A helping hand for telecoms 

Infralink brings operators and landlords together to grow network

As we recognise and build on the strengths of using digital connectivity in our lives, we need to remember all this can only be delivered if we have the necessary mobile digital infrastructure in place.

Digital telecommunication is still however considered a specialist area. Consequently, many landlords are not comfortable directly negotiating to have telecommunications equipment on their property.

Some landlords may choose to avoid the matter, which carries the risk of potential legal action. And some may instruct third parties to represent them. With this comes the expectation that the landlord is equipped to give clear and considered instructions, and without experience or knowledge of the sector, some landlords may find this challenging. There is however another option.

Providing a helping hand to potential landlords and Mobile Network Operators (MNOs) is Infralink.

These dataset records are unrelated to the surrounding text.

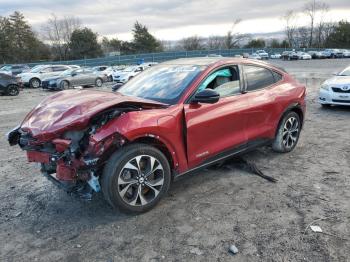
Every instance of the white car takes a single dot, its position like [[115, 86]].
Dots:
[[304, 56], [346, 53], [336, 91], [254, 56], [276, 56], [35, 76], [263, 54], [128, 73]]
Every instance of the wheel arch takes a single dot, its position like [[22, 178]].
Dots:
[[161, 145], [9, 86], [295, 107], [64, 80], [30, 80]]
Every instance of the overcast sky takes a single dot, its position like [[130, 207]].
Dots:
[[170, 19]]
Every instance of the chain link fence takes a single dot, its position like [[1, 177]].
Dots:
[[159, 57]]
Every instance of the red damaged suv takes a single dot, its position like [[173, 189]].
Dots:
[[172, 119]]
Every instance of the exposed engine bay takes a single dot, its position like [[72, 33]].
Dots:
[[74, 160]]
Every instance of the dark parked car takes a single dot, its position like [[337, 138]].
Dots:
[[14, 69], [73, 77], [289, 55], [317, 54], [133, 143], [9, 85]]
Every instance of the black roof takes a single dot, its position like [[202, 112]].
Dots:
[[201, 61]]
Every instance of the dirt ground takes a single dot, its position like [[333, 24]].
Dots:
[[204, 213]]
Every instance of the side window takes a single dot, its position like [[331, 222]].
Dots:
[[59, 68], [225, 81], [46, 70], [258, 77], [277, 76]]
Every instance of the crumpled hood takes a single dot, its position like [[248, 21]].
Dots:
[[73, 109], [51, 78], [338, 80], [27, 74]]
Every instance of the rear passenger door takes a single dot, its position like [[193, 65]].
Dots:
[[259, 90], [220, 127]]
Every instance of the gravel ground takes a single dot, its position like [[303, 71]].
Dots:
[[203, 213]]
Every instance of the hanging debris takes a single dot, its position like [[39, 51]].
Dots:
[[244, 164]]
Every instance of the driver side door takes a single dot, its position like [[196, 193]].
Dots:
[[215, 130]]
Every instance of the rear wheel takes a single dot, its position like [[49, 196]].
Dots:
[[135, 178], [325, 105], [34, 83], [288, 133], [12, 90], [64, 85], [98, 82]]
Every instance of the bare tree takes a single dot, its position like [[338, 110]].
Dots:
[[232, 38], [58, 32], [191, 43], [290, 19], [215, 42], [312, 9], [323, 9], [303, 36]]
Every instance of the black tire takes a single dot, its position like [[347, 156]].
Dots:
[[285, 141], [12, 90], [98, 82], [325, 105], [115, 168], [64, 85], [34, 83]]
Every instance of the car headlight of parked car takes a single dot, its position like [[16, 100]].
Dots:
[[325, 87]]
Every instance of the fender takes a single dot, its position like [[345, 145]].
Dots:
[[173, 152], [292, 106]]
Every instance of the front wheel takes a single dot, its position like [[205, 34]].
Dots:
[[135, 178], [34, 83], [98, 82], [13, 90], [65, 85], [288, 133]]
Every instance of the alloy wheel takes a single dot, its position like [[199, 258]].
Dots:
[[13, 91], [140, 180], [98, 83], [35, 83], [290, 132]]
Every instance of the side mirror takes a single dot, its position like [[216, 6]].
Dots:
[[116, 87], [206, 96]]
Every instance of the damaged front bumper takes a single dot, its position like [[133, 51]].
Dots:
[[65, 162]]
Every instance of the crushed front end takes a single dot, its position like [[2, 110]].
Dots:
[[74, 160]]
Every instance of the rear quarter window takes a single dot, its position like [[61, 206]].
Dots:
[[277, 76], [258, 77]]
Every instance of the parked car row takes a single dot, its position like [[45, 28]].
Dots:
[[9, 85], [336, 90], [300, 55], [60, 77]]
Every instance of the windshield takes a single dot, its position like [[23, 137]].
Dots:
[[37, 69], [164, 83], [346, 72], [67, 72], [129, 69], [5, 68]]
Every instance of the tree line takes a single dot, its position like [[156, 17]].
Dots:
[[320, 32], [64, 38]]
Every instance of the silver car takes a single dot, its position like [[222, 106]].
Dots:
[[79, 77]]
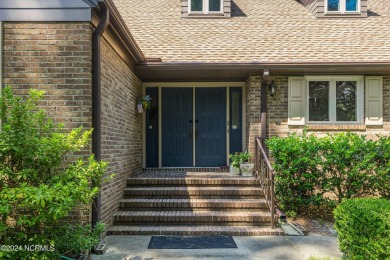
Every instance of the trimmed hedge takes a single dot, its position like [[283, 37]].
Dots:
[[363, 227], [343, 165]]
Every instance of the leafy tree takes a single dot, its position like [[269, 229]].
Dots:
[[38, 186]]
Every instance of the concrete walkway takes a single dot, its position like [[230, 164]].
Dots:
[[272, 247]]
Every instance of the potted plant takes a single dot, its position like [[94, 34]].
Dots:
[[235, 163], [144, 103], [246, 167]]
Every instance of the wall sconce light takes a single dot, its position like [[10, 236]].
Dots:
[[272, 88]]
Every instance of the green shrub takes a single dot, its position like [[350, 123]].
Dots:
[[346, 165], [71, 239], [363, 226], [349, 162], [38, 188]]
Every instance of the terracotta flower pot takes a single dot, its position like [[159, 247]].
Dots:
[[234, 170], [247, 169]]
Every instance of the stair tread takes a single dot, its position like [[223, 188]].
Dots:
[[193, 200], [194, 230], [194, 188], [193, 213]]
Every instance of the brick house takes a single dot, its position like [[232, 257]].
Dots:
[[212, 68]]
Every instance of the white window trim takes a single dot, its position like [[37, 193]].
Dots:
[[332, 99], [205, 8], [342, 8]]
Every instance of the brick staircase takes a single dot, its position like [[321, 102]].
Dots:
[[192, 203]]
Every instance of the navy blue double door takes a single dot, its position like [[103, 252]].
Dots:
[[194, 127], [189, 130]]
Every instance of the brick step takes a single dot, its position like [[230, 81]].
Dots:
[[193, 192], [193, 181], [192, 204], [183, 217], [195, 230]]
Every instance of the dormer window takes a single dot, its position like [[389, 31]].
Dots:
[[342, 6], [205, 7]]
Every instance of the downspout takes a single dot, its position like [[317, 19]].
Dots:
[[264, 82], [96, 101], [1, 55]]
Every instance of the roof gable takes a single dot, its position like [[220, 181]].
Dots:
[[265, 31]]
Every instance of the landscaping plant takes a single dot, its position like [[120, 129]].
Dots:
[[363, 227], [298, 179], [39, 182], [238, 158]]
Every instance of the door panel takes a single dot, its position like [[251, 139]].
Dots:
[[177, 137], [152, 129], [235, 120], [210, 125]]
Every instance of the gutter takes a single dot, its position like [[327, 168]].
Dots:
[[257, 65], [96, 101]]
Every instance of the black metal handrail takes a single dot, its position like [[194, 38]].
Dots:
[[266, 175]]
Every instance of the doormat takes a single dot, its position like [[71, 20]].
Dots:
[[191, 242]]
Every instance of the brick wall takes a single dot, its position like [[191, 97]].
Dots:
[[277, 107], [252, 113], [55, 58], [121, 127]]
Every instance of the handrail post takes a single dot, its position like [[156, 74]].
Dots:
[[272, 199], [266, 176]]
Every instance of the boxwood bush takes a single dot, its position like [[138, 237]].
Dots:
[[363, 226], [322, 171], [41, 177]]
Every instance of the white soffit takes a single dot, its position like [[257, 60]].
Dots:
[[43, 10]]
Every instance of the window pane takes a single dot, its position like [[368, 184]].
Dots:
[[333, 5], [197, 5], [215, 5], [351, 5], [346, 100], [319, 101]]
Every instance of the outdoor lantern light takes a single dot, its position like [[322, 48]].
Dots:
[[272, 89]]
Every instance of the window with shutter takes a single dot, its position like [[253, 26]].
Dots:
[[332, 100]]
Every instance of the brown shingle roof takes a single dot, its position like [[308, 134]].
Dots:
[[263, 31]]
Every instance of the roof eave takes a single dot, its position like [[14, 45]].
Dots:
[[198, 71]]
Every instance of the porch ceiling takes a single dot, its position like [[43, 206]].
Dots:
[[176, 72]]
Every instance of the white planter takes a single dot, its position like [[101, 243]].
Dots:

Funded by the Scotland 5G Centre and led by infrastructure experts, the Scottish Futures Trust, Infralink provides an alternative way to achieve agreement for 4G and 5G sites.

By taking best practice to create standardised tools, the parties have an informed and balanced starting point for negotiations, making it more efficient for both parties and attracting greater investment into Scotland while improving national connectivity levels.

For example, by using standardised leases and payment guidance similar to Infralink, one combined authority in the West Midlands has seen lease negotiations reduce by six months.

For 4G and 5G sites, Infralink has published a set of standard leases and payment guidance to aid negotiations. The leases remove the need to negotiate stock terms allowing the parties to focus on the nuances of the site.

Using mediated templates as a starting point, the Infralink team has developed leases that are appropriate for less urban settings in Scotland, incorporating feedback from industry and public sector stakeholders.

The payment guidance sets out a recommended methodology with prices for a variety of sites, using existing land values and building upon case law. It also recognises the impact of digital infrastructure as a tenant and sets out suggested prices that can be used as a cred- ible starting point for discussions.

In March 2021, Infralink published the first version of the standard documents and payment guidance, and the response has been positive.

The programme is now looking for wider feedback on the documents as part of a consultation that is open on the Infralink website until 28 January, 2022.

And more is still to come. Infralink is developing a Connectivity Marketplace to be an online map-based tool for parties to engage collaboratively and identify public assets that could help improve mobile connectivity and capacity. The Infralink team is again using existing resources and datasets to minimise the burden on stakeholders and deliver the engagement tool at scale.

While the Infralink tools are not intended to be the end result for negotiations, they are a way to get there quicker.